In 1999 Peter Biskind, Laurence Kardish and Calliope Nicholas took control of a loose series of film-related events run by the Columbia County Council on the Arts (CCCA), which was withdrawing funding. “It was hardly a festival,” said Mr. Kardish of the CCCA’s event.

The original intent of the organizers was to have a regionally based festival. “It started simply as a festival or an event that celebrated local and regional filmmaking talent,” said Mr. Kardish.

Mr Biskind put it in more strident terms: “We thought stupidly that we would show regional films—local films,” he said. “But there weren’t enough local films to make a film festival. So we expanded it to the Hudson Valley. But then I found myself finding really good European films or films from Asia. I certainly wasn’t going to turn down good films….The festival for the first three or four or five years was horrible,” he said before interrupting himself with a correction. “That’s an exaggeration…. We were trying to fill the screens. It takes a while to build a film festival.”

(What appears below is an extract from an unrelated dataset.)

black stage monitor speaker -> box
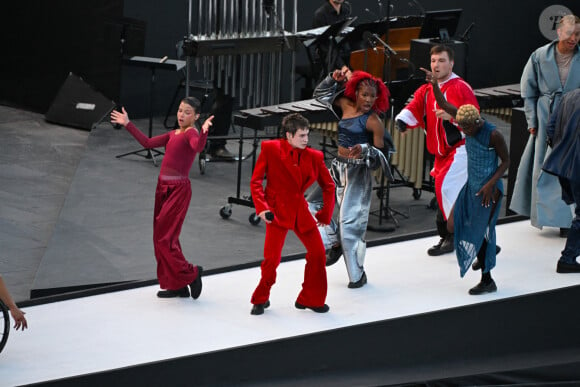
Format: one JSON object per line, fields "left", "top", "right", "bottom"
{"left": 45, "top": 73, "right": 116, "bottom": 131}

Mr. Biskind said that, as the festival expanded, the goal became to bring movies to theaters in Columbia County that would not otherwise be shown in the area—although Ms. Nicholas said that the goal has always been to “bring in the best films that we can from all the top film festivals from around the world.”

“There are a bunch of festivals in the area,” said Mr. Biskind, “but none of them have the films we have. We have a very good record of films being nominated for Oscars and winning Oscars.”

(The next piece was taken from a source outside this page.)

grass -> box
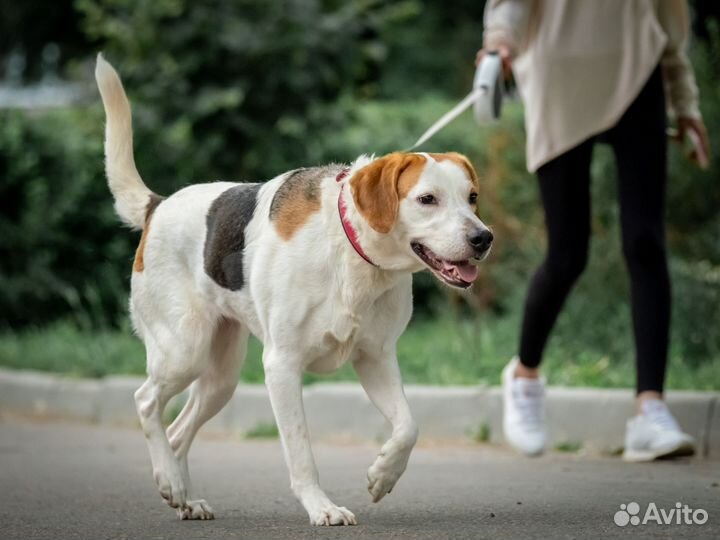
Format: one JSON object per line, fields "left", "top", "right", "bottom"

“We still show local filmmakers at the Morris,” Mr. Kardish said, referring to the Morris Memorial building on Park Row, around the corner from the historic Crandell Theatre on Main Street.

When the festival began, it only showed movies at the Crandell, which, according to Mr. Kardish, is still the main attraction. “There are simply not many cinemas like the Crandell that exist,” he said. In 2010 the Chatham Film Club bought the Crandell. According to Fred Ulrich, president of the Chatham Film Club, FilmColumbia helped raise the profile of the Film Club, which “helped build the membership base” and aided fundraising efforts when the club decided to buy the theater.

Now, after eventually expanding to the Morris Memorial, the festival will screen movies for the first time at the Hudson Lodge, also known as the Tarry-Gillette Mansion, 601 South Union Street.

“Hudson is a city which is exploding with new businesses, young people moving from Brooklyn, good restaurants, a gay community,” said Mr. Biskind. But, he continued, the city is “under-served” in terms of movie venues. “We were inhibited by the fact that there was no obvious place” for the festival to show movies.

TSL Warehouse on Columbia Street regularly screens films, but nearest two commercial movie theaters are outside city limits in Greenport.

“Hudson is the county seat, and we felt that this would make it a countywide film festival,” said Ms. Nicholas. “But,” she added, “Chatham is our base.”

Last year the festival sold around 7,000 tickets. Online ticket sales for this year have already exceeded that number, according to Ms. Nicholas. Despite its expansion Film Columbia is still, according to Mr. Kardish, “a festival for dedicated filmgoers…. We don’t have a red carpet. We don’t have celebrities. But we have a spectacular selection of films.”